As numerous retired players have attested, marijuana’s value as a neuroprotectant is unparalleled. Cannabis could be one of the few effective tools to stave off the terrible neurodegenerative toll of constant head trauma, which recent reports reveal may have driven one player to murder.
Trent Williams, an offensive lineman for Washington, D.C.’s football team, was suspended for marijuana use in 2011, a year that should have seen him selected to the Pro Bowl. In a lengthy profile published this month in the Washington Post, he revealed that the marijuana was for pain management.
But rather than risk another positive test and be suspended for an entire year, he says he’d rather quit consuming cannabis altogether, even though it could provide a safer, more effective form of treatment than prescription drugs.
National Hockey League
Hockey is Canadian by nature, even if the league’s offices are in New York City. The NHL’s approach to cannabis mirrors the liberal stance on weed taken north of the border. In fact, until players blew it by partying too much, there was no testing for marijuana at all. Still, when compared to other pro sports leagues, the NHL remains one of the most lax when it comes to weed.
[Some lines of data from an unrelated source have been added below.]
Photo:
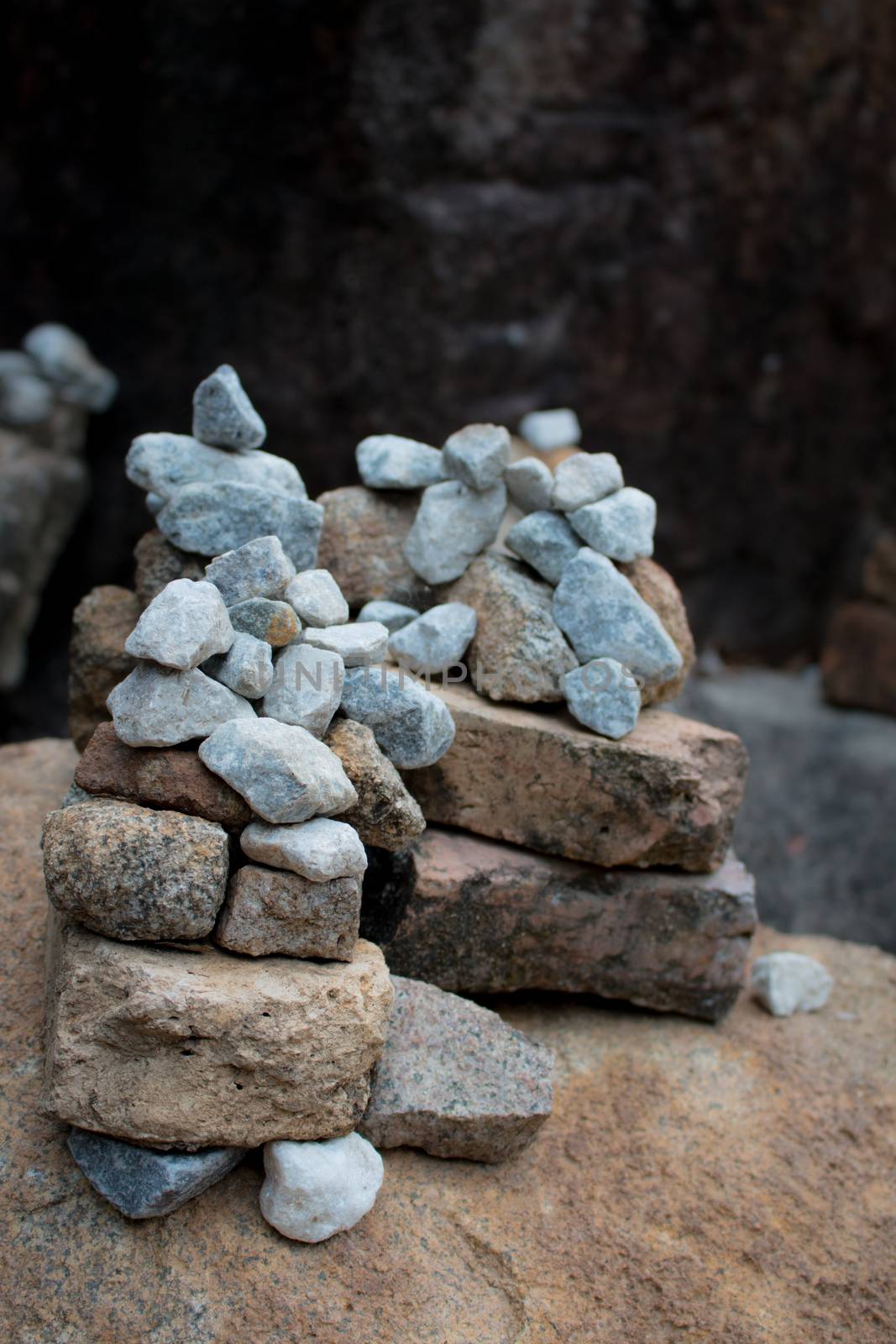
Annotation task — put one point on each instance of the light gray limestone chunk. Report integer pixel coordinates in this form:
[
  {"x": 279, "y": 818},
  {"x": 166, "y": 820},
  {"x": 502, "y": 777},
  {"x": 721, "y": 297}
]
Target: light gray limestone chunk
[
  {"x": 530, "y": 484},
  {"x": 547, "y": 430},
  {"x": 316, "y": 597},
  {"x": 358, "y": 644},
  {"x": 602, "y": 616},
  {"x": 436, "y": 640},
  {"x": 788, "y": 981},
  {"x": 477, "y": 454},
  {"x": 391, "y": 463},
  {"x": 307, "y": 687},
  {"x": 412, "y": 727},
  {"x": 248, "y": 667},
  {"x": 452, "y": 526},
  {"x": 604, "y": 696},
  {"x": 65, "y": 360},
  {"x": 620, "y": 526},
  {"x": 223, "y": 414},
  {"x": 282, "y": 772},
  {"x": 144, "y": 1182},
  {"x": 183, "y": 625},
  {"x": 584, "y": 479},
  {"x": 210, "y": 519},
  {"x": 161, "y": 463},
  {"x": 320, "y": 850},
  {"x": 156, "y": 707},
  {"x": 313, "y": 1191},
  {"x": 394, "y": 616},
  {"x": 258, "y": 569},
  {"x": 546, "y": 542}
]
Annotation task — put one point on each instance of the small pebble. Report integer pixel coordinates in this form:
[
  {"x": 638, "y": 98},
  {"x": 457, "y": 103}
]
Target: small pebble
[
  {"x": 391, "y": 463},
  {"x": 356, "y": 644},
  {"x": 788, "y": 981},
  {"x": 547, "y": 430},
  {"x": 477, "y": 454},
  {"x": 259, "y": 569},
  {"x": 320, "y": 850},
  {"x": 620, "y": 526},
  {"x": 313, "y": 1191},
  {"x": 223, "y": 414},
  {"x": 317, "y": 598},
  {"x": 183, "y": 625},
  {"x": 436, "y": 640}
]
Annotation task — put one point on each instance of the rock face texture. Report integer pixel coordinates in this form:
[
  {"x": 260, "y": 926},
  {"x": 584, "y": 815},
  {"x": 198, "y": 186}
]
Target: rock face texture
[
  {"x": 665, "y": 795},
  {"x": 689, "y": 1182},
  {"x": 479, "y": 917},
  {"x": 254, "y": 1050}
]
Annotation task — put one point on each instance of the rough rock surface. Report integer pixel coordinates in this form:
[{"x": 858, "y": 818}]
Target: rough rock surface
[
  {"x": 251, "y": 1050},
  {"x": 517, "y": 652},
  {"x": 136, "y": 873},
  {"x": 385, "y": 815},
  {"x": 269, "y": 911},
  {"x": 456, "y": 1081},
  {"x": 97, "y": 659},
  {"x": 688, "y": 1186},
  {"x": 159, "y": 777},
  {"x": 479, "y": 918},
  {"x": 665, "y": 795}
]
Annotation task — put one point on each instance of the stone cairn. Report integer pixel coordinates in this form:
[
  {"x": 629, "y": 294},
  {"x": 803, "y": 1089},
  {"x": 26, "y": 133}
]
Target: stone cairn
[{"x": 472, "y": 780}]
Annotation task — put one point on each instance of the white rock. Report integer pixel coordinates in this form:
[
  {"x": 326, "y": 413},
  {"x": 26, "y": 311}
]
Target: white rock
[
  {"x": 259, "y": 569},
  {"x": 547, "y": 430},
  {"x": 620, "y": 526},
  {"x": 248, "y": 667},
  {"x": 223, "y": 414},
  {"x": 786, "y": 983},
  {"x": 313, "y": 1191},
  {"x": 391, "y": 615},
  {"x": 530, "y": 484},
  {"x": 282, "y": 772},
  {"x": 317, "y": 598},
  {"x": 584, "y": 479},
  {"x": 477, "y": 454},
  {"x": 391, "y": 463},
  {"x": 307, "y": 687},
  {"x": 183, "y": 625},
  {"x": 155, "y": 707},
  {"x": 436, "y": 640},
  {"x": 604, "y": 696},
  {"x": 452, "y": 526},
  {"x": 356, "y": 644},
  {"x": 320, "y": 850}
]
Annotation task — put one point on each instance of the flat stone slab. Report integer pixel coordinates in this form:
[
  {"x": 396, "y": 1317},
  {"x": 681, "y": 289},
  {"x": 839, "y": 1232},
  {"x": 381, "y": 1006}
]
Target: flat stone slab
[
  {"x": 668, "y": 793},
  {"x": 618, "y": 1220},
  {"x": 456, "y": 1081},
  {"x": 479, "y": 917},
  {"x": 251, "y": 1050}
]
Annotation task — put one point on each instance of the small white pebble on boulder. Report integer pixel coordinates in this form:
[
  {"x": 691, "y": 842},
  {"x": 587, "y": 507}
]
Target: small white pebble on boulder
[
  {"x": 320, "y": 850},
  {"x": 317, "y": 598},
  {"x": 477, "y": 454},
  {"x": 391, "y": 463},
  {"x": 436, "y": 640},
  {"x": 620, "y": 526},
  {"x": 259, "y": 569},
  {"x": 313, "y": 1191},
  {"x": 223, "y": 414},
  {"x": 786, "y": 983},
  {"x": 183, "y": 625},
  {"x": 547, "y": 430},
  {"x": 604, "y": 696}
]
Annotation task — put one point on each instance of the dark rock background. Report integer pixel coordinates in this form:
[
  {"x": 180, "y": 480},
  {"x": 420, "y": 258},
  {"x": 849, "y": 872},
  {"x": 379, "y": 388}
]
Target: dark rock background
[{"x": 674, "y": 215}]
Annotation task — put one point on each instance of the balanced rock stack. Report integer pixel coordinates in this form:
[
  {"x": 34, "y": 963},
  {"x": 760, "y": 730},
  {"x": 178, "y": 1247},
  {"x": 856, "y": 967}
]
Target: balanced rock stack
[{"x": 208, "y": 992}]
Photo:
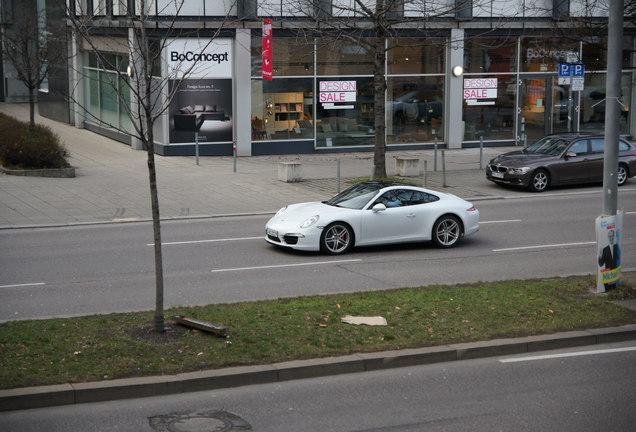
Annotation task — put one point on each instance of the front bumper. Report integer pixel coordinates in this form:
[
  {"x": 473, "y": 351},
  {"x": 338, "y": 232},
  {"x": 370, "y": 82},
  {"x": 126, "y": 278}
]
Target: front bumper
[
  {"x": 502, "y": 176},
  {"x": 293, "y": 237}
]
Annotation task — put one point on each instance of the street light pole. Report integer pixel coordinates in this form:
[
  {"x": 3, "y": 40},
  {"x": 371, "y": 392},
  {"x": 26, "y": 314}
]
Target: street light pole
[{"x": 612, "y": 107}]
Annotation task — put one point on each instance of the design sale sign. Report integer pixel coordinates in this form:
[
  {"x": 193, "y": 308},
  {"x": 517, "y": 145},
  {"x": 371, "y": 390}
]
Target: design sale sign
[{"x": 477, "y": 91}]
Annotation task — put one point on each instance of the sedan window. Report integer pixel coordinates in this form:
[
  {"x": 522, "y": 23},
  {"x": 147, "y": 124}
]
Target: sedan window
[
  {"x": 598, "y": 145},
  {"x": 548, "y": 146},
  {"x": 579, "y": 147}
]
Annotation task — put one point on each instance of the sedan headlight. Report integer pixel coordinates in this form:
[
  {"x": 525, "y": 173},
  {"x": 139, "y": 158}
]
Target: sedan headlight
[
  {"x": 521, "y": 170},
  {"x": 309, "y": 222}
]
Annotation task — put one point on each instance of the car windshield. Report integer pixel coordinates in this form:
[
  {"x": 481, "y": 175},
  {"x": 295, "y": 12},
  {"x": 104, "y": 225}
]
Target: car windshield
[
  {"x": 548, "y": 146},
  {"x": 356, "y": 197}
]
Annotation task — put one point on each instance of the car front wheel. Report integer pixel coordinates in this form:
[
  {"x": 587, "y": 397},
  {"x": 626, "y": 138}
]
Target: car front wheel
[
  {"x": 336, "y": 239},
  {"x": 447, "y": 231},
  {"x": 623, "y": 174},
  {"x": 539, "y": 181}
]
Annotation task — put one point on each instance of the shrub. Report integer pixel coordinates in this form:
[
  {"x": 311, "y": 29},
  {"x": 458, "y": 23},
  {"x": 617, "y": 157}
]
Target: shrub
[{"x": 23, "y": 148}]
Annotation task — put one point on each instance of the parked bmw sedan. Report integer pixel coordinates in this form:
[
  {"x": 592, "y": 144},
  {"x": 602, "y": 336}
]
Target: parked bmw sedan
[
  {"x": 560, "y": 159},
  {"x": 373, "y": 213}
]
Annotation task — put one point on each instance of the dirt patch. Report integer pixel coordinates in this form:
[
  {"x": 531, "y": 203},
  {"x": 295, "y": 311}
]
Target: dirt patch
[{"x": 147, "y": 332}]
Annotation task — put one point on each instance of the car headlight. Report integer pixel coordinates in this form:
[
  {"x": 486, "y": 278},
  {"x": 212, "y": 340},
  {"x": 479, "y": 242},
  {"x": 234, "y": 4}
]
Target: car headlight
[
  {"x": 309, "y": 222},
  {"x": 521, "y": 170}
]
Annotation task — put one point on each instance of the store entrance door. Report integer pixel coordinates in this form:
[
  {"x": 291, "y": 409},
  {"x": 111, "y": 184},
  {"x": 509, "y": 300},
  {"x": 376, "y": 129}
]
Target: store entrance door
[{"x": 543, "y": 108}]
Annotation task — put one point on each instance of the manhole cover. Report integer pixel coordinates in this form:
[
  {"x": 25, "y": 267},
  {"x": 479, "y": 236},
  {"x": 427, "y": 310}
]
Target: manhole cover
[{"x": 199, "y": 421}]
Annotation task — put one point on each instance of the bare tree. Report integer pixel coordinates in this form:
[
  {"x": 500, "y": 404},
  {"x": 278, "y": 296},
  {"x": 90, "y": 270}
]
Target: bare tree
[
  {"x": 143, "y": 92},
  {"x": 27, "y": 47}
]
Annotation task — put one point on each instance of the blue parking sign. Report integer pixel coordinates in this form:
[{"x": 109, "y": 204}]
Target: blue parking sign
[
  {"x": 578, "y": 69},
  {"x": 565, "y": 70}
]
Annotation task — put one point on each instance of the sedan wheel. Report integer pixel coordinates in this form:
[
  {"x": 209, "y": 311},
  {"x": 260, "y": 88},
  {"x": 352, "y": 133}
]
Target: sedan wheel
[
  {"x": 336, "y": 239},
  {"x": 539, "y": 181},
  {"x": 623, "y": 174},
  {"x": 447, "y": 231}
]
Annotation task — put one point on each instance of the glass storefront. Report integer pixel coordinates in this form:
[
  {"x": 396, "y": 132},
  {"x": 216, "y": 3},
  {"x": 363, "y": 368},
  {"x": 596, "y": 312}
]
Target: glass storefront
[
  {"x": 105, "y": 84},
  {"x": 527, "y": 101}
]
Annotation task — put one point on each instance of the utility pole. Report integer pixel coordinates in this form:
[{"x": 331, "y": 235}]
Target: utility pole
[
  {"x": 612, "y": 107},
  {"x": 609, "y": 224}
]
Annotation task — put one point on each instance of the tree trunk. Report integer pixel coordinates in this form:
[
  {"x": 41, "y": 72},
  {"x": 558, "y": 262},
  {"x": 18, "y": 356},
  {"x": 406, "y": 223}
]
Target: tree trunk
[
  {"x": 31, "y": 109},
  {"x": 159, "y": 322},
  {"x": 379, "y": 86}
]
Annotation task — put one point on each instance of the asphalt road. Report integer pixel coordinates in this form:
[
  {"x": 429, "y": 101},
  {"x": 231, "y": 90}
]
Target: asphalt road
[
  {"x": 105, "y": 268},
  {"x": 587, "y": 389}
]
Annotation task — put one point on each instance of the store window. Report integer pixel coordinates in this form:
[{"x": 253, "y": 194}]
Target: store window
[
  {"x": 107, "y": 91},
  {"x": 416, "y": 56},
  {"x": 494, "y": 121},
  {"x": 344, "y": 112},
  {"x": 541, "y": 54},
  {"x": 340, "y": 57},
  {"x": 595, "y": 53},
  {"x": 282, "y": 109},
  {"x": 415, "y": 109},
  {"x": 593, "y": 103},
  {"x": 490, "y": 54}
]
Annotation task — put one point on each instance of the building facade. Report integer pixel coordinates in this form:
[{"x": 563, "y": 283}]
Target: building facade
[{"x": 457, "y": 74}]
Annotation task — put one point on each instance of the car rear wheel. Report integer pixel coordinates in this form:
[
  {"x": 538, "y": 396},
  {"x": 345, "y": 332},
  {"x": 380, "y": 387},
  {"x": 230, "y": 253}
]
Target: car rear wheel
[
  {"x": 447, "y": 231},
  {"x": 623, "y": 174},
  {"x": 336, "y": 238},
  {"x": 539, "y": 181}
]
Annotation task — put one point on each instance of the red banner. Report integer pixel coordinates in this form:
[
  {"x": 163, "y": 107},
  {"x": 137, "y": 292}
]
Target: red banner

This past season, for the first time, hockey players’ urine was screened for recreational drugs including marijuana and cocaine. It’s unclear if any of the 2,300 urine samples collected by the league came back dirty. If they did, no player would miss ice time, as the substances still aren’t officially banned.
According to a league commissioner, if a player tested positive for “dangerously high” levels of cocaine, he might be contacted by a league doctor to see if he needed “help.” In order to be enrolled in the league’s substance abuse program, a player would need to be convicted of a drug-related offense. All of this came about in response to a noticeable spike in cocaine use in the league.
Cocaine is popular in part because it’s a potent stimulant that heightens awareness (or at least the sensation of awareness) and boosts aggression. While cannabis is not a stimulant, it still has value for NHL players for many of the same reasons it’s popular among football players.
In fact, according to Riley Cote, a large percentage of NHL players regularly consume cannabis. He pegged league-wide marijuana use at “50 percent at a minimum.” Taking all this together, it seems likely that if players are as open as they are about cocaine use, they may be treating marijuana like it’s a soft drink.
Wrapping It Up: Pro Sports Leagues and Weed
So: 50 percent, 80 percent, 20 percent. The exact numbers don’t really matter. What matters is that pro athletes routinely use cannabis—across levels and across all pro sports leagues—at a rate higher than the general public. And they do so with no obvious intrinsic detriment to their lives or athletic skills.
If anything shakes what lingering D.A.R.E.-era propaganda remains, it should be the examples set by those who stake their livelihoods on what their brains and bodies can do. They all smoke weed, whether it’s allowed or not.